[OSM-talk] Strange location reading
Michael Collinson
mike at ayeltd.biz
Wed Sep 28 10:19:49 UTC 2016
On 28/09/16 09:59, Warin wrote:
> On 28-Sep-16 04:44 PM, Oleksiy Muzalyev wrote:
>> On 27.09.16 21:51, John Eldredge wrote:
>>> This past weekend, I made a long road trip. At one point, while in a
>>> highway rest stop, I checked Google Maps to see how far I had come.

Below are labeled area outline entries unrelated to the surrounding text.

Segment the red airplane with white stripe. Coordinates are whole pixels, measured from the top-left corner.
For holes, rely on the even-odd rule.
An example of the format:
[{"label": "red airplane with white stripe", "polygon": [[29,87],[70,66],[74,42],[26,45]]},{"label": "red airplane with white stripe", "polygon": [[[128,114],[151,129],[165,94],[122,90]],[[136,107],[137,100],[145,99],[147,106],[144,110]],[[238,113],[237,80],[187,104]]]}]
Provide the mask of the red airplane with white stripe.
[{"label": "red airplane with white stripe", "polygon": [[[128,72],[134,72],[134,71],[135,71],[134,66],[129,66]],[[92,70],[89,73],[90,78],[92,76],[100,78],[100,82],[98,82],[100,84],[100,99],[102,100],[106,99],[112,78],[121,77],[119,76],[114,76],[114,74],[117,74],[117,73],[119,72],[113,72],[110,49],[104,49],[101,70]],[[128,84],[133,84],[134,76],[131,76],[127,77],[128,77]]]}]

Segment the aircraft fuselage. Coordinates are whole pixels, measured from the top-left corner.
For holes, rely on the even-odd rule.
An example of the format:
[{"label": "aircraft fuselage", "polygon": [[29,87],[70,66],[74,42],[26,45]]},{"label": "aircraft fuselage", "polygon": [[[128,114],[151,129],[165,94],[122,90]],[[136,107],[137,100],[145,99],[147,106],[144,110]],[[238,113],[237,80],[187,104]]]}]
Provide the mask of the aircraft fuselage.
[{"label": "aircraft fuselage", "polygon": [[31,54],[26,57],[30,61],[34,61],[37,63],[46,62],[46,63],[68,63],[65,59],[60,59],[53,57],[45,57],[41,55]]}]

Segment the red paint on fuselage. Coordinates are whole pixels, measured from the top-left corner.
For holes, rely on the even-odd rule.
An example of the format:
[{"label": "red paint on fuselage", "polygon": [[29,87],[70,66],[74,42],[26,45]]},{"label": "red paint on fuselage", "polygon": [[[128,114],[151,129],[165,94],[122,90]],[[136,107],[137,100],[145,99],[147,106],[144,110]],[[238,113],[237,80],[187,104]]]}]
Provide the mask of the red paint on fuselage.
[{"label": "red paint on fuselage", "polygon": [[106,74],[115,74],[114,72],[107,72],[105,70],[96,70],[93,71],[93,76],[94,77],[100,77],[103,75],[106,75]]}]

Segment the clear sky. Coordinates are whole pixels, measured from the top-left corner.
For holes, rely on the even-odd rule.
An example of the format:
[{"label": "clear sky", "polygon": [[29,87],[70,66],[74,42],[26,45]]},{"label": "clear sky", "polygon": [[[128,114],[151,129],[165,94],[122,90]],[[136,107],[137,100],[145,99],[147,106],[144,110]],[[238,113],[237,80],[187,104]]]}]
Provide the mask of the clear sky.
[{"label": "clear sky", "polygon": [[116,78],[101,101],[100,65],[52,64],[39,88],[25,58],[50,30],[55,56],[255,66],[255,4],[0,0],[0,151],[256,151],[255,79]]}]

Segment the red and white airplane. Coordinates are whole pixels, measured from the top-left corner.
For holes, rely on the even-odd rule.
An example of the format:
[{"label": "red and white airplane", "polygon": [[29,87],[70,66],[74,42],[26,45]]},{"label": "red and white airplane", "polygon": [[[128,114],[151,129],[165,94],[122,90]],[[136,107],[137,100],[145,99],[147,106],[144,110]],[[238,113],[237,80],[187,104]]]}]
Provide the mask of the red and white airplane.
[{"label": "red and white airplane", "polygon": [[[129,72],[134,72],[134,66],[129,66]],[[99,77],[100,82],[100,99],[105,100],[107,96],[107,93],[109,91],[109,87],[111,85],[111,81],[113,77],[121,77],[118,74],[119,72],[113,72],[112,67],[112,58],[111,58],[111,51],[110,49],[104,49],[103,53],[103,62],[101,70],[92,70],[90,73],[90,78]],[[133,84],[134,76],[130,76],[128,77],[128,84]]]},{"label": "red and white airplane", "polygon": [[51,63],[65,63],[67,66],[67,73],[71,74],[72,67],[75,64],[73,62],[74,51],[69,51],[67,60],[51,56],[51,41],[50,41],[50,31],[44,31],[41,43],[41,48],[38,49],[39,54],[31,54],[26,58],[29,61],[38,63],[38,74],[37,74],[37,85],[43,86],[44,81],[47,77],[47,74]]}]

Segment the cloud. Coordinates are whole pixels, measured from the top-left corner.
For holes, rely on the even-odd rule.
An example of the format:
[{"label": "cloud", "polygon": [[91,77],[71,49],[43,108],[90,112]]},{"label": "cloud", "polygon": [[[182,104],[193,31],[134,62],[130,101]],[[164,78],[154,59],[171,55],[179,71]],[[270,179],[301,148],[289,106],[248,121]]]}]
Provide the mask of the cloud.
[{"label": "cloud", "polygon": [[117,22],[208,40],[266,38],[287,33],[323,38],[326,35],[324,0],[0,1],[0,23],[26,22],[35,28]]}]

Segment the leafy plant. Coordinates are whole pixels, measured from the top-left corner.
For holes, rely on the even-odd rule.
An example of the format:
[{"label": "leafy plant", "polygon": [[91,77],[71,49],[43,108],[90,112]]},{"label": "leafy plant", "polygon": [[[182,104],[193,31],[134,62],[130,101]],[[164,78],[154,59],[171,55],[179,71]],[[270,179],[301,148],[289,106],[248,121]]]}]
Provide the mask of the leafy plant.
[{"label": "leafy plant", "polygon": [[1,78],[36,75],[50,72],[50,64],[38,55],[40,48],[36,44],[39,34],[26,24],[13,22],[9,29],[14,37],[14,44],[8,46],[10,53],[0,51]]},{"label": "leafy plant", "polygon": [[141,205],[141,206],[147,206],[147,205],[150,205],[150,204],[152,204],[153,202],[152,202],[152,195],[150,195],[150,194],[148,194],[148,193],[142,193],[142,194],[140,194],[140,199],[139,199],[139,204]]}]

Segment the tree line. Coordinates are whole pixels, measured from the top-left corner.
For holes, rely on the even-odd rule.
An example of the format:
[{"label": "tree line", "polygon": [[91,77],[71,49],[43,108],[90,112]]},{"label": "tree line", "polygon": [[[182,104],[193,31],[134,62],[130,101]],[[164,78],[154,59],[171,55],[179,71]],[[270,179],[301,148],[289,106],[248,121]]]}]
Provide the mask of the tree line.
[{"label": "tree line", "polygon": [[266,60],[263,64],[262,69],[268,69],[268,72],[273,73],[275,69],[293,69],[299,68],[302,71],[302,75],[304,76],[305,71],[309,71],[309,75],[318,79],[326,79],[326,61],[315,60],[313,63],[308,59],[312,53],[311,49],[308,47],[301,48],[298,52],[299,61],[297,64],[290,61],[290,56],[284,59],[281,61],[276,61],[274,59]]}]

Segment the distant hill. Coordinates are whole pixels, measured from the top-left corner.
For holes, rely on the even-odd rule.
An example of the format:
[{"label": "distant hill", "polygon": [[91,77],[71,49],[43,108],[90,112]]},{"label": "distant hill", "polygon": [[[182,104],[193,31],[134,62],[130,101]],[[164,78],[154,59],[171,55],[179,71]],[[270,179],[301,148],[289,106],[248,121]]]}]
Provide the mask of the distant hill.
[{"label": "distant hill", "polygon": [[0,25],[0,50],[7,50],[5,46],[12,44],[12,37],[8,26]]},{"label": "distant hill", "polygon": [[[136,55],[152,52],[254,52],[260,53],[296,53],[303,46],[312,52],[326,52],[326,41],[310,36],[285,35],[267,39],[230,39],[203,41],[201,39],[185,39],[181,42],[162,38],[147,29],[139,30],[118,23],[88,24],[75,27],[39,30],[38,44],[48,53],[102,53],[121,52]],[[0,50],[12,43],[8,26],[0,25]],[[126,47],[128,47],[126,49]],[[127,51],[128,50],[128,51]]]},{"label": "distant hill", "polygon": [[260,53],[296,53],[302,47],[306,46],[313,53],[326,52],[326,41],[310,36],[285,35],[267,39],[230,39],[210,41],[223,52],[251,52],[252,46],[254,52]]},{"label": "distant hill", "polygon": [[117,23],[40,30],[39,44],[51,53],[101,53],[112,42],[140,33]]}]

>>> To my surprise, it showed me at a different rest stop, about 200
>>> miles from my actual location. I suspect that my phone couldn't get
>>> a good GPS reading, and was relying on the WiFi ID from the rest
>>> area office. The other rest area was probably using the same SSID.
>>>
>>> I didn't think to launch OSMand for comparison, but I suspect it
>>> would have given me the same bogus results, as the choice of whether
>>> to use WiFi, cell tower, GPS, or a combination, to determine your
>>> location is set in the system settings, not inside the mapping
>>> applications.
>>>
>> GPS signal is not influenced by clouds, rain, and snow. The GPS
>> signal frequency of about 1575mhz was chosen expressly because it is
>> a "window" in the weather as far as signal propagation is concerned
>> [1]. However a coating of water, snow, or ice on a smartphone or on a
>> car may block GPS signal. A coating of water, even a fairly thin one
>> is NOT the same as raindrops.
>>
>>
>> So if one is outside and a device is dry, the GPS reading should be
>> correct no matter what is the actual weather. Otherwise it makes
>> sense to restart the device, or change it if an incorrect GPS
>> location reading persists.
>
> John .. could you have the GPS function on the phone turned off? I
> usually have mine turned off to save battery power .. for use as a
> phone. There is a GPS Status app that I use to check various sensors
> .. including what the GPS is doing, suggest you use it .. that is an
> android app ... apple should have something similar.
>
Do these rest stops have cafes that are part of a chain? They might have
moved a wifi access point and your app is reporting a non-satellite
position based on that. I have seen that happen.